What on earth is the difference to the responsibile tax-paying, insurance premium-paying public?

iVillage Member
Registered: 06-30-2004
Wed, 06-30-2004 - 2:28pm
I see nothing wrong with the feminization of America because men have ran this country for hundreds of years and I don't think women can do any worst. But it is not a total feminization of America until we have a woman as the president and vice president.
iVillage Member
Registered: 03-24-2003
Wed, 06-30-2004 - 3:41pm
Even then it would not be. We simply want all to be equal. It is amazing we've gone 220 years without a woman in either position... nice record. :(
Avatar for rikimiki
iVillage Member
Registered: 03-26-2003
Wed, 06-30-2004 - 10:07pm

Gee, I don’t really remember what the original article (the fredoneverthing one) was about now that I have read all of the posts LOL. I hope the article was meant to be tongue and cheek and not serious. The idea that women would turn the world into a dull and boring place cracks me up. Apparently, he doesn’t know me and my friends. (Just let some other woman call me fat, LOL ). I totally agree that America seems to heading toward a "Nanny State". I’d honestly rather the government not tell me what to do with my life.

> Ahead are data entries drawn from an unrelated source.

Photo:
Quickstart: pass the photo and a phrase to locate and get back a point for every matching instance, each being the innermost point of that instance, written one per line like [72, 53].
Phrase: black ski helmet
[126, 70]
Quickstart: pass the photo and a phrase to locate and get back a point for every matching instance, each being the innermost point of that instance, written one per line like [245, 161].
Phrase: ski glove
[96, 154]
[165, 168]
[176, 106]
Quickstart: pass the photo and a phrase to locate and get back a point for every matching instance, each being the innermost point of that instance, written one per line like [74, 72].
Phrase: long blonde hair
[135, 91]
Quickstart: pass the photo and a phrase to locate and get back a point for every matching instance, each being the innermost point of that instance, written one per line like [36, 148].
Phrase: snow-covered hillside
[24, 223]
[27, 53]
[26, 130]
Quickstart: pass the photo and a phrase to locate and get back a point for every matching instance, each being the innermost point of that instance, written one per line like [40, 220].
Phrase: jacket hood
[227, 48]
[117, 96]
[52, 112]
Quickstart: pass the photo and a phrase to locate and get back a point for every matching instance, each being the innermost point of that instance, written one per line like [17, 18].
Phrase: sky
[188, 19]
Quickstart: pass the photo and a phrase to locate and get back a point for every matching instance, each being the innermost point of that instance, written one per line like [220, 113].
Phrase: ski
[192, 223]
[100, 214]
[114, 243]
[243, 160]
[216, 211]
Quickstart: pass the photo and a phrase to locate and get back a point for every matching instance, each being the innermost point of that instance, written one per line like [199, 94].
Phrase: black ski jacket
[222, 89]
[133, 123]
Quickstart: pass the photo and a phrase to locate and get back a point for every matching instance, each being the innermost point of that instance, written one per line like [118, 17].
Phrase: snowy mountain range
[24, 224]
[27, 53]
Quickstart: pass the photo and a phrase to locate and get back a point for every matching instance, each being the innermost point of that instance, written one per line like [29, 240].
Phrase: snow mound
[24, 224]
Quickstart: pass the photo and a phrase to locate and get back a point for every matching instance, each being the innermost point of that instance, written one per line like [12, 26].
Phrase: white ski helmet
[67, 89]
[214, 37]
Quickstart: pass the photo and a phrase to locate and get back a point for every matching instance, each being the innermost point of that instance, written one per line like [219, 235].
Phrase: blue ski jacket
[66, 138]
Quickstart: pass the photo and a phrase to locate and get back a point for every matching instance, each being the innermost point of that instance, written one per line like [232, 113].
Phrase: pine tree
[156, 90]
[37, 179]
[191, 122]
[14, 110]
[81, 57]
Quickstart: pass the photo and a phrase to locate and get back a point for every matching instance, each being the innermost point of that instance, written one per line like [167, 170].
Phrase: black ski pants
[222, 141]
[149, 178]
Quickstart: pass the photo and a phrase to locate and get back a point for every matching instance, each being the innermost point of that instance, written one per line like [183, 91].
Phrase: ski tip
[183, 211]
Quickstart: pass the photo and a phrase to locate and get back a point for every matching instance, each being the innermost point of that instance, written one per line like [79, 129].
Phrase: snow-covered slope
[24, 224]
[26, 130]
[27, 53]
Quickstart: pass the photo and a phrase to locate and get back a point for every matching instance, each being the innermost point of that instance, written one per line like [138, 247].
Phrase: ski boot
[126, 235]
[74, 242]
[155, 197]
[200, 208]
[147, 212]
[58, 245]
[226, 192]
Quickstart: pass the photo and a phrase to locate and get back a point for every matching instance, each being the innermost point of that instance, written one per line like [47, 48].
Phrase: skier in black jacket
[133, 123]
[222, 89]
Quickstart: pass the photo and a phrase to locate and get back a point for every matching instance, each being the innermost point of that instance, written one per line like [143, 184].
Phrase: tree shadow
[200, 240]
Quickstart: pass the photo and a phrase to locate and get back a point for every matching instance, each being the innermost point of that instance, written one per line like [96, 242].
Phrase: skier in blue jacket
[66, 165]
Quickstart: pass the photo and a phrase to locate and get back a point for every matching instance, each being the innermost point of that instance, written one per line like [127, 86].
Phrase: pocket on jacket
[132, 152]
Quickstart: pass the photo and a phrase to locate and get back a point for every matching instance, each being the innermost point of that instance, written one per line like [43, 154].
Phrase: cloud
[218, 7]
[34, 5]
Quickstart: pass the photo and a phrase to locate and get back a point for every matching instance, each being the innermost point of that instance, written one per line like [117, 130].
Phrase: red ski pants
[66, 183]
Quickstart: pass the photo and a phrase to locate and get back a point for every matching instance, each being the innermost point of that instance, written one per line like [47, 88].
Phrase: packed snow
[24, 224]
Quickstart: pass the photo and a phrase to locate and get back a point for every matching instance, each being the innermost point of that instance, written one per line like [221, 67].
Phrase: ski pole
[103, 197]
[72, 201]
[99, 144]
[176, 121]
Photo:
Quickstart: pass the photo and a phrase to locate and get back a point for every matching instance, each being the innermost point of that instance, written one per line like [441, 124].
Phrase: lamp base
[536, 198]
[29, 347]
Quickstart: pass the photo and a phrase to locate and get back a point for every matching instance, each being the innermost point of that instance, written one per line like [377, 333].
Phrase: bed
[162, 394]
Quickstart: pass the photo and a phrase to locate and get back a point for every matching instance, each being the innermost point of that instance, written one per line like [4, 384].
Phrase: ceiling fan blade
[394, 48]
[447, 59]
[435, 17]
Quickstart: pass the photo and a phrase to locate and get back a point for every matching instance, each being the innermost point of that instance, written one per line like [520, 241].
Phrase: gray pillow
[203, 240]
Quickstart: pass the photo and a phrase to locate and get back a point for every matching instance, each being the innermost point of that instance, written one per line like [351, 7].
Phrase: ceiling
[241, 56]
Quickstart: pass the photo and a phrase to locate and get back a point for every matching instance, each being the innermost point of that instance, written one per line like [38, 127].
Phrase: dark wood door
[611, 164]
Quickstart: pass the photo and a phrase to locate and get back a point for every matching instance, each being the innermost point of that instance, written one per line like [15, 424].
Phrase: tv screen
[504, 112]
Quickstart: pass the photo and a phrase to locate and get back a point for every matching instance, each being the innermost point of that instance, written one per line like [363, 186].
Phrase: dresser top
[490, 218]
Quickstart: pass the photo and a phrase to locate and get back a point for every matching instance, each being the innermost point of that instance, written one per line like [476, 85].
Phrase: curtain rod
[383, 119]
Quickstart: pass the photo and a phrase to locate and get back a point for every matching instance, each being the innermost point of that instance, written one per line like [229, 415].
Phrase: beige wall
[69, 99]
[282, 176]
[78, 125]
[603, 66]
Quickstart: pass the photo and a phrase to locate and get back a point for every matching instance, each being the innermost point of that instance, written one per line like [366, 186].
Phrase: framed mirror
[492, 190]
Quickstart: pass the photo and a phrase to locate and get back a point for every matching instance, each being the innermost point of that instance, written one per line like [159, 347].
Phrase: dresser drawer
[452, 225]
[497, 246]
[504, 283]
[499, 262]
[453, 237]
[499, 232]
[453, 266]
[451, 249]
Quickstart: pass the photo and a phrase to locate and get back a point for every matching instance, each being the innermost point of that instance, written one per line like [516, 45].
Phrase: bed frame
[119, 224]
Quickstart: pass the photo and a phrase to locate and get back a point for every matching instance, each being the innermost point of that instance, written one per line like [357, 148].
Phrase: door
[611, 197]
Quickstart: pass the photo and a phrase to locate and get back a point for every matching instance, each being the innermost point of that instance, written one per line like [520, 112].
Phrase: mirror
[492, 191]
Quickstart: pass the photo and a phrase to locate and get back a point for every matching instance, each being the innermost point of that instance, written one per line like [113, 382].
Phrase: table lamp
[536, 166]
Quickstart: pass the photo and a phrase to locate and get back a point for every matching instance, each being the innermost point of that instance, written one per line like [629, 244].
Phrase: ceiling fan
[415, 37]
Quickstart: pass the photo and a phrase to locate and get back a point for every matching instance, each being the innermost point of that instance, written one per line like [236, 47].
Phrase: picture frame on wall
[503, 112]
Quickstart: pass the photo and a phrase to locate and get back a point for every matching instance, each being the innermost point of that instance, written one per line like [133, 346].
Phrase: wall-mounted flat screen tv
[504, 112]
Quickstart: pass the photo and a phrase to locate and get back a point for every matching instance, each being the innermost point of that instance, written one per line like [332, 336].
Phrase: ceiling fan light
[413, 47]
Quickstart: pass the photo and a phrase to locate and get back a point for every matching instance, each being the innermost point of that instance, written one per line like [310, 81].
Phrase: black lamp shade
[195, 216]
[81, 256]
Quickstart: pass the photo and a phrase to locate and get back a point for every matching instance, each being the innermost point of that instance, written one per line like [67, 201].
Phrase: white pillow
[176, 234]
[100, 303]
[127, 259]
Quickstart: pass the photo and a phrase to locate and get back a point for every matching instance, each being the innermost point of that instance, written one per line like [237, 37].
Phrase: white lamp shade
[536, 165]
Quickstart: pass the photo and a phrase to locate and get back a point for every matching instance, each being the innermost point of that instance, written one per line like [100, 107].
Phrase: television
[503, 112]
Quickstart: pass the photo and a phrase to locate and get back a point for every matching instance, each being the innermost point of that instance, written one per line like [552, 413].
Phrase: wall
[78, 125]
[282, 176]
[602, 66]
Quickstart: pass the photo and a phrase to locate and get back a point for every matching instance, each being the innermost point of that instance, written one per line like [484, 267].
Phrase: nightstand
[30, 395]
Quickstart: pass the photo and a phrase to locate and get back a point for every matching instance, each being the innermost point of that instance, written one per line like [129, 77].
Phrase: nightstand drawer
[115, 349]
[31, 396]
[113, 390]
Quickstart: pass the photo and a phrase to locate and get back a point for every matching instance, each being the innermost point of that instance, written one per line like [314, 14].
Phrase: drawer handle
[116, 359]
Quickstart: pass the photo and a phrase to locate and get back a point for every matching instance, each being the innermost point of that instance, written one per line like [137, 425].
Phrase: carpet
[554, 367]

There are good things and bad things about both the sexes. If women were "leaders", there would still be wars, there would still be injustices, and some things in life would still be unfair. If people really want to get rid of injustices, people are actually going to have to start working together. In reality, that utopian fantasy will never happen.


I support the right of any woman to portray herself in anyway she wants. The point I take from the worldnetdaily article is that women are portrayed in the media terms of their bodies. Think Jessica Simpson (cute but as sharp as a bowling ball). They are portrayed as sex objects instead of whole people. It would be one thing if the media were portraying women’s body’s as beautiful no matter how they look. Instead, you have shows like The Swan where women who aren’t young, thin and perfect get made over so that they can feel acceptable. If you weren’t happy before the makeover you aren’t going to be happy without it. I think the whole sexual empowerment movement is wonderful, but there are more ways for a woman to feel powerful. No women should not be ashamed of their sexuality, but on at the same time women should also work on other aspects of their lives. Big deal, I can be as sexual as I want without being afraid of being called a wh*re. Women make less than men in the work place and women are less likely to get promoted in the work place, I think that is sad. Feminism shouldn’t only be about a woman’s right to work, but the main focus shouldn’t be the gains women have made in the sexual arena. I agree with those who have said they just want to be equal. I want to be viewed as a whole person, not just parts (this includes expecting me to just develop my brain, career and or family). The article had points I didn’t agree with, also. I don’t think women’s behavior contribute to men’s lechery. Men should take responsibility for their own behavior. "Lecherous" men are going to be lecherous men whether women wear skirts down to their ankles or see through sequined jumpsuits.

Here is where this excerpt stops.